El exilio interior

Héctor Abad Faciolince
17 de febrero de 2019 - 05:00 a. m.

Para el escritor (y en general para el artista y el intelectual) hay una tensión constante entre la realidad y la fuga de la realidad. Si uno está jalonado por la realidad, por ejemplo, en este momento tendría que escribir sobre la crisis de Hidroituango o sobre la catástrofe venezolana, sus efectos y sus posibles soluciones. Pero un matemático, un poeta, un músico, incluso un novelista como yo, siente ambos impulsos: por un lado la tentación de dedicarse exclusivamente a su oficio (demostrar una conjetura, hallar un verso o una melodía, contar una historia con el ritmo y las palabras precisas), refugiarse en la torre de marfil, huir de la actualidad, o meterse en el pantano, hundirse en el tráfago, ensuciarse en las discusiones furiosas sobre cómo generar electricidad o cómo deponer a un tirano.

Si siguiera la coyuntura hoy escribiría para defender la memoria de don José Tejada, un gran ingeniero nacido en Risaralda, que fue el primero en hablar del potencial hidroeléctrico del cañón del río Cauca en jurisdicción de Ituango. Sus visitas a la zona y su proyecto visionario tienen más de medio siglo, y cuando hoy los recién llegados a la historia (y a la histeria) afirman que este proyecto de EPM tiene que ver con las masacres de los paramilitares, o que su propósito es simplemente fruto de la arrogancia y el interés de despojo de empresarios antioqueños depredadores, uno no puede más que sentir desprecio por la ignorancia y la malevolencia de quienes ven en toda acción humana propósitos mezquinos e intereses de lucro. Los que hoy piden desmontar a Hidroituango, y proponen paneles solares en los Llanos y molinos de viento en la Guajira, lo único que hacen es exhibir al mismo tiempo su ignorancia y su manipulación política de la crisis y de los posibles errores de Hidroituango.

Ese es el jalón de la realidad, que incluso a quienes queremos escribir novelas nos llama. Pero hay un impulso opuesto que nos lleva a alejarnos de las discusiones estrechas e insultantes de las redes sociales, de las mentiras y las medias verdades de los escandalosos, para refugiarnos en una especie de exilio interior donde lo que interesa es tocar el instrumento que la naturaleza nos dio. La música interior.

A propósito de esto, en la última edición de The New York Review of Books, hay un breve ensayo que, partiendo de la experiencia soviética de los escritores, intelectuales y artistas obligados a vivir dentro de los límites de un cierto territorio, y con la prohibición explícita de participar en política, nos da una lección de las ventajas del exilio impuesto por una tiranía, que luego se refleja en las ventajas creativas de una migración hacia dentro de uno mismo.
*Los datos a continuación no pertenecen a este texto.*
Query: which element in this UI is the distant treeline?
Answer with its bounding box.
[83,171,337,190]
En este ensayo se le encuentra al confinamiento de científicos y artistas, a esta condición, en principio horrenda, de libertad restringida, grandes ventajas para la vida de creación y para la paz interior.

Para quienes no sufrimos de claustrofobia, sino más bien de claustrofilia, y disfrutamos el encierro, para quienes admiramos la opción de vida contemplativa por la que optan algunos monjes (da igual si budistas, ortodoxos o benedictinos), el mundo contemporáneo, la democracia falsa creada por las fake news y la crispación y rabia incontenible de las redes sociales, con su manía por la actualidad y su ira cotidiana, son un acicate para alejarse, para apartarse, para refugiarse —como decía León de Greiff— en una torre personal, envueltos en una “toga de asbesto” que nos proteja de las rabias, de la necedad de los amargados, de la estultez, del elogio indigesto…

Cuando la vida se nos esfuma en peleas y negocios sin sentido, en palpitaciones de rabia y descargas de adrenalina que suben la tensión arterial, hay un llamado sensato hacia el exilio interior. Y si la discusión es sobre la ropa de una señora, o especulaciones delirantes sobre una foto, las ganas de refugiarnos en el propio mundo son un remedio: la mejor tentación, alejarse del mundanal ruido.